Question

What type of assay allows you to identify proteins in a complex?

Answer 1

Western blot is a assay used to detect proteins from a complex.

Western blot is used to separate and identify proteins. In this technique a mixture of proteins is separated based on their molecular weight, and their activity , through gel electrophoresis. The membrane is then incubated with labels antibodies specific to the protein of wanted.By using a western blot, researchers are able to identify specific proteins from a complex mixture of proteins extracted from cells. The technique uses three steps,  separation by size, transfer to a solid support, and marking target protein using a proper primary and secondary antibody to visualize. Western blot is used in research to separate and identify proteins from a mixture. In this technique a mixture of proteins is separated based on molecular weight, and thus by type of through gel electrophoresis. These results are then transferred to a membrane producing a band for each protein. The membrane is then incubated with labels antibodies specific to the protein of interest.The unbound antibody is washed off leaving only the bound antibody to the protein of interest. The bound antibodies are then detected by developing the film. As the antibodies only bind to the protein of wanted only one band should be visible. The thickness of the band corresponds to the amount of protein present , and  indicate the amount of protein is present.
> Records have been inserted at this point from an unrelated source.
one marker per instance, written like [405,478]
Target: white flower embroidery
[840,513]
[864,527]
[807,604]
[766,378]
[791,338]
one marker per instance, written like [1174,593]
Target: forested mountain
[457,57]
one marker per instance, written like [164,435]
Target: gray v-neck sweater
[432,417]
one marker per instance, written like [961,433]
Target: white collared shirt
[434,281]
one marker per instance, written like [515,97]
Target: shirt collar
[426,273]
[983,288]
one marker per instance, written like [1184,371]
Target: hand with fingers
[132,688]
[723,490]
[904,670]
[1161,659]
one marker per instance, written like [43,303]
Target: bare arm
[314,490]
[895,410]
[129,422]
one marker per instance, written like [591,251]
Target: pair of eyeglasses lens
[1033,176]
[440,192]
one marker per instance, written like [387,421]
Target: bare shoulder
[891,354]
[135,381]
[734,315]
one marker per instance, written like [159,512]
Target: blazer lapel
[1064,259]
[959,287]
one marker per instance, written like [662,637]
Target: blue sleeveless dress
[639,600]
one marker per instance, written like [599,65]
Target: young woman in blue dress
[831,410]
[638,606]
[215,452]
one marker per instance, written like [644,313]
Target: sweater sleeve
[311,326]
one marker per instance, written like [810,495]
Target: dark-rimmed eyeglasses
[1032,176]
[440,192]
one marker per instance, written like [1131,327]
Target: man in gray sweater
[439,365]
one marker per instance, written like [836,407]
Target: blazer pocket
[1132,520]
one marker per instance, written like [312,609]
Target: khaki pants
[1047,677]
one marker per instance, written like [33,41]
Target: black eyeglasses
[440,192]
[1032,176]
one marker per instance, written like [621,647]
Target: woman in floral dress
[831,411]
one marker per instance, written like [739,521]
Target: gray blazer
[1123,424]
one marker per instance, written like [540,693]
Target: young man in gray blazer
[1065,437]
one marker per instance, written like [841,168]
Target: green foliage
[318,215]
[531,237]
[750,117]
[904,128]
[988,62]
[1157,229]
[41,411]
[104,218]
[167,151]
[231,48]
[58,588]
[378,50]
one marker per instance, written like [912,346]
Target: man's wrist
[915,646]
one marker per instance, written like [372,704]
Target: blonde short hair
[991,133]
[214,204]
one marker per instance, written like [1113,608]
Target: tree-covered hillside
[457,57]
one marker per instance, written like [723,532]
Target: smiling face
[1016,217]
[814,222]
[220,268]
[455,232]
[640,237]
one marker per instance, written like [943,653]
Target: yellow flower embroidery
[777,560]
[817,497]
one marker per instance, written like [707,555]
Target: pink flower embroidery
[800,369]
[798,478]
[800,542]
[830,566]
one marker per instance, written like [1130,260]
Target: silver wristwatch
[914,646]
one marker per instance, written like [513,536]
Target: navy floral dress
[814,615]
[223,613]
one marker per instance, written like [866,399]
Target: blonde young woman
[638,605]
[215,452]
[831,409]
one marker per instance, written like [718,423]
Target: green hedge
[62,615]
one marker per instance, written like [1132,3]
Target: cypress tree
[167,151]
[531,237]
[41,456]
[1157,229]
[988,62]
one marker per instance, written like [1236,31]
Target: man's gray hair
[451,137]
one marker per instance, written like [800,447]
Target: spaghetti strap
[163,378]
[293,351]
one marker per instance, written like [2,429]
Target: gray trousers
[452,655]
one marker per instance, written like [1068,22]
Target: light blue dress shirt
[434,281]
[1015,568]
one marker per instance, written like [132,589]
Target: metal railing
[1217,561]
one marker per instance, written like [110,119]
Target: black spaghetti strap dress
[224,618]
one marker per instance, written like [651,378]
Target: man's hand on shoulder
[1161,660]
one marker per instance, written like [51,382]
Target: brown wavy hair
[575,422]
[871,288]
Cell suspension  are the most common form of sample used for western blot. Protein extraction attempts to collect all the proteins in the cell cytosol. This procedure should be done in a cold temperature with protease inhibitors to prevent denaturing of that  proteins. After extracting the protein, Protein concentration is often measured using a spectrophotometer. Using this concentration allows to measure the mass of the protein that is being loaded into each well. After determine the volume of the sample, it is diluted into a loading buffer, which After determining the appropriate volume,  which contains glycerol so that the samples sink easily into the wells of the gel. A tracking dye (bromophenol blue) is also present in the buffer allowing the researcher to find the separation has progressed. The sample is heated after being diluted into a loading buffer, in order to denature the higher order structure.  Denaturing the high structure gives that the negative charge of amino acids is not neutralized, enabling the protein to move in an electric field (applied during electric field). In this technique to detect the positive and negative controls for the sample. For a positive control a known source of target protein, such as purified protein or a control lysate is used. This helps to confirm the identity of the protein, and the activity of the antibody. A negative control is a null cell line, is used as well to confirm that the staining is not nonspecific. proteins in a sample of tissue of extract. In simple steps, it include the major steps;

(1) buffers preparation, (2) samples preparation, (3) gel electrophoresis, (4) protein transfer, (5) membrane blocking, (6) antibody incubation, (7) detection and imaging, (8) Data analysis.

In simple method, the sample undergoes protein denaturation, followed by gel electrophoresis. The primary antibody is created that recognises and binds to a specific target protein. The electrophoresis membrane is washed in a solution containing the primary antibody, before excess antibody is washed off. A secondary antibody is added which recognises and binds to the primary antibody. The secondary antibody is visualised through various methods such as staining, immunofluorescence, and radioactivity, allowing indirect detection of the specific target protein.